You are viewing a plain text version of this content. The canonical link for it is here.
Posted to user@drill.apache.org by Stefán Baxter <st...@activitystream.com> on 2015/07/15 17:56:23 UTC
Digging deeper
Hi,
We are slowly gaining some Drill/Parquet familiarity as we research it as a
potential replacement/addition for/to Druid (which we also like a lot).
We have, as stated earlier, come across many things that we like regarding
Drill/Parquet and the "speed to value" is a killer aspect when dealing with
file based data.
There are several things we need to understand better before we continue
and all assistance/feedback is appreciated for the following items.
*Combining fresh (JSON/etc.) and historical (Parquet) data*
- Is there a way to mix file types with directory queries
- parquet for processed data and JSON for fresh (badge) data waiting to
be turned into Parquet files
- Is there a recommended way to deal with streaming/fresh data
- I know that other are other tools available in this domain but I
wonder what would bee suitable for a "pure Drill" approach
*Performance and setup:*
- Under what circumstances does Drill distribute the workload to
different Drill-bits
- HDFS vs. S3
- Benefits of each approach (We were going the HDFS route but S3 seems
to be less operational "hassle")
- What is the ideal segment size when using S3?
- I have seen the HDFS config discussion and wonder what the S3
equivalent is
- Recommended setup or basic guidelines
- Are there any basic "rules" when it comes to machine
count/configuration vs. volume and load?
- Any "gotchas" regarding performance that we should be aware of?
*Drill & Parquet:*
- What version of Parquet are you using?
- What big-ish changes are required in Parquet to make Drill perform
better?
- How much effect are bloom filters expected to have on performance?

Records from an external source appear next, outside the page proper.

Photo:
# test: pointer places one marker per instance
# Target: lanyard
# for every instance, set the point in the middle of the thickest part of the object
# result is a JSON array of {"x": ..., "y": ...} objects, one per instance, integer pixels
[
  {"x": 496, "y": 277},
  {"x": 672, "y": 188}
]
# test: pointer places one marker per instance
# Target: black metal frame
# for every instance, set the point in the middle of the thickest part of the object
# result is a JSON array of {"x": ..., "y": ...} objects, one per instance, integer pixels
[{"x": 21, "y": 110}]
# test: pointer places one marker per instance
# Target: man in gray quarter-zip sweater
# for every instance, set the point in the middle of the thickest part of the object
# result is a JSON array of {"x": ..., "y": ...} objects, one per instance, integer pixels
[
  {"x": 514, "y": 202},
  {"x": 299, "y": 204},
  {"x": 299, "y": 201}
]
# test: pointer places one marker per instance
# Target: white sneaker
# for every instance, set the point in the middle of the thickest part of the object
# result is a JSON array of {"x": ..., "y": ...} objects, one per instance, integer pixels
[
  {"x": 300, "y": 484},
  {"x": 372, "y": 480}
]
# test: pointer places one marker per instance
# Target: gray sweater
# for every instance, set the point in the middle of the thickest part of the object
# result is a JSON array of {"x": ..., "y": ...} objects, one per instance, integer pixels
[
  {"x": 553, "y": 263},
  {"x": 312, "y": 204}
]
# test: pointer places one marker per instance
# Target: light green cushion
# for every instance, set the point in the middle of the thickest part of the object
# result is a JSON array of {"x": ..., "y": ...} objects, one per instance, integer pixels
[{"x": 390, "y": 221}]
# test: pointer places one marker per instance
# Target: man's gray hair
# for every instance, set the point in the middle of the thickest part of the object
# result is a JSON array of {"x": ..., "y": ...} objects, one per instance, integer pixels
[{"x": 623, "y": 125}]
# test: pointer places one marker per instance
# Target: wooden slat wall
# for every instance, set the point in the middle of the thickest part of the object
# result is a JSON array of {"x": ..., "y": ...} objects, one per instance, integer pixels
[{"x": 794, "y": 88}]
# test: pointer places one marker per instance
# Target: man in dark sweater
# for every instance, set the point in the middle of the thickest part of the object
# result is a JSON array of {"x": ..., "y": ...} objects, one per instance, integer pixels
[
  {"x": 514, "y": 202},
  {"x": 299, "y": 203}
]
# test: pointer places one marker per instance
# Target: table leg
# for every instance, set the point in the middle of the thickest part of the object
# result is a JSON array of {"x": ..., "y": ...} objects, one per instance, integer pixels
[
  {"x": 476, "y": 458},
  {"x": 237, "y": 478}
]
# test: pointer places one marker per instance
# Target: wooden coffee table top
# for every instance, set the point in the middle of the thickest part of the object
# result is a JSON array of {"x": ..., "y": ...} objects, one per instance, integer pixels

- Are you using the page indexing
- Is Histograms and HyperLogLog scheduled (I do not find it in their
Jira)
- When will Drill specific changes be merged upstream into Parquet?
- Are their any new features (that matter) in Parquet that you have not
started using?
*Drill Features (And yes, We will surely vote for these):*
- Update table vs. Create table
- add new data to existing Parquet structure (CTAS variant to add data
to existing files with same Partition by structure)
- JDB/ODBC datasources
- for dimension information from legacy systems
- We would be using Parquet+Cassandra (for now) unless you recommended
something else
- Survive unexpected EOL (incomplete files)
- disregard last in-complete JSON/CSV entry to allow querying of open
log files that are being appended to by another process
- (Perhaps a better way exist but I have been running this on live-log
files with good success :) )
I guess this is it for now :).
All the best,
-Stefan
Re: Digging deeper
Posted by Stefán Baxter <st...@activitystream.com>.
Hi again,
I was overlooking the handy UNION operator when I was noting the
combination part in my previous email.
(Feel free to ignore it)
Regards,
-Stefan
On Wed, Jul 15, 2015 at 3:56 PM, Stefán Baxter <st...@activitystream.com>
wrote:
> Hi,
>
> We are slowly gaining some Drill/Parquet familiarity as we research it as
> a potential replacement/addition for/to Druid (which we also like a lot).
>
> We have, as stated earlier, come across many things that we like regarding
> Drill/Parquet and the "speed to value" is a killer aspect when dealing with
> file based data.
>
> There are several things we need to understand better before we continue
> and all assistance/feedback is appreciated for the following items.
>
> *Combining fresh (JSON/etc.) and historical (Parquet) data*
>
> - Is there a way to mix file types with directory queries
> - parquet for processed data and JSON for fresh (badge) data waiting
> to be turned into Parquet files
>
>
> - Is there a recommended way to deal with streaming/fresh data
> - I know that other are other tools available in this domain but I
> wonder what would bee suitable for a "pure Drill" approach
>
> *Performance and setup:*
>
> - Under what circumstances does Drill distribute the workload to
> different Drill-bits
>
> - HDFS vs. S3
> - Benefits of each approach (We were going the HDFS route but S3
> seems to be less operational "hassle")
>
> - What is the ideal segment size when using S3?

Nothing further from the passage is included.